Ever since I came across this pin on Pinterest, I had been dreaming about making (and eating) these healthy and delicious oatmeal chocolate chip pancakes—two very good things in one place! So last Saturday, Andrew and I decided to make some breakfast together and adapt our own (and slightly less vegan) version of this pancake recipe from the Minimalist Baker.
1 ripe medium banana
1 teaspoon baking powder
a pinch of salt
1/2 teaspoon vanilla extract
1 Tablespoon almond butter
1 Tablespoon canola oil
3 Tablespoons almond milk
1/2 cup rolled oats
1/4 cup flour
3 Tablespoons semisweet chocolate chips
(I tried to use less...but Andrew added in the third tablespoon!)
Preheat a skillet to medium heat or about 300-325 degrees.
Mash your very ripe banana with baking powder.
Add egg, oil, salt, vanilla, almond butter, almond milk and stir.
Stir in oats and flour until just combined.
Sprinkle in chocolate chips and fold gently.
Scoop scant 1/4 cup measurements onto lightly greased griddle.
Cook for 2-4 minutes on each side – until golden brown.
Serve with syrup (organic maple for Andrew, Aunt Jemima's sugary goodness for me)

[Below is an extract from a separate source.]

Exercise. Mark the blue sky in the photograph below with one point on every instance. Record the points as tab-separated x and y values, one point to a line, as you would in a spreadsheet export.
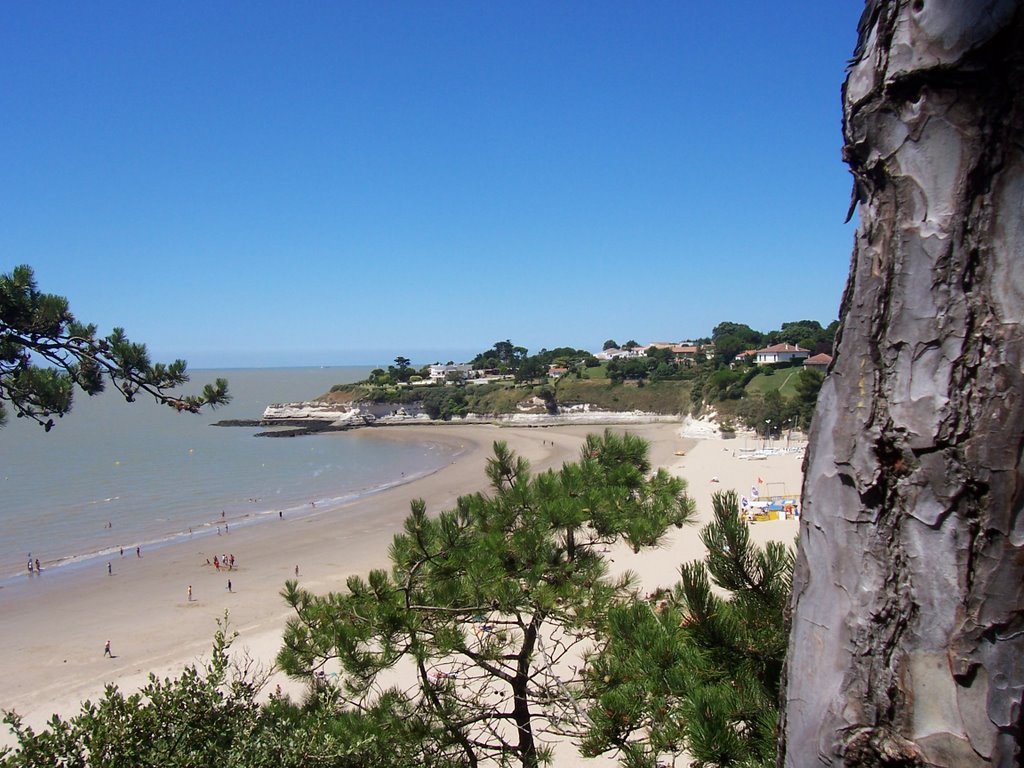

And...voilà! The recipe made eight small pancakes that we split, and they tasted great with and without the syrup. The banana also gave them a yummy and moist texture, and next time I might even add another half since I love bananas so much ♥
P.S. Since Andrew and I will be living in an apartment together this fall, you might see more cookbook posts as we start (attempting) to learn how to cook together!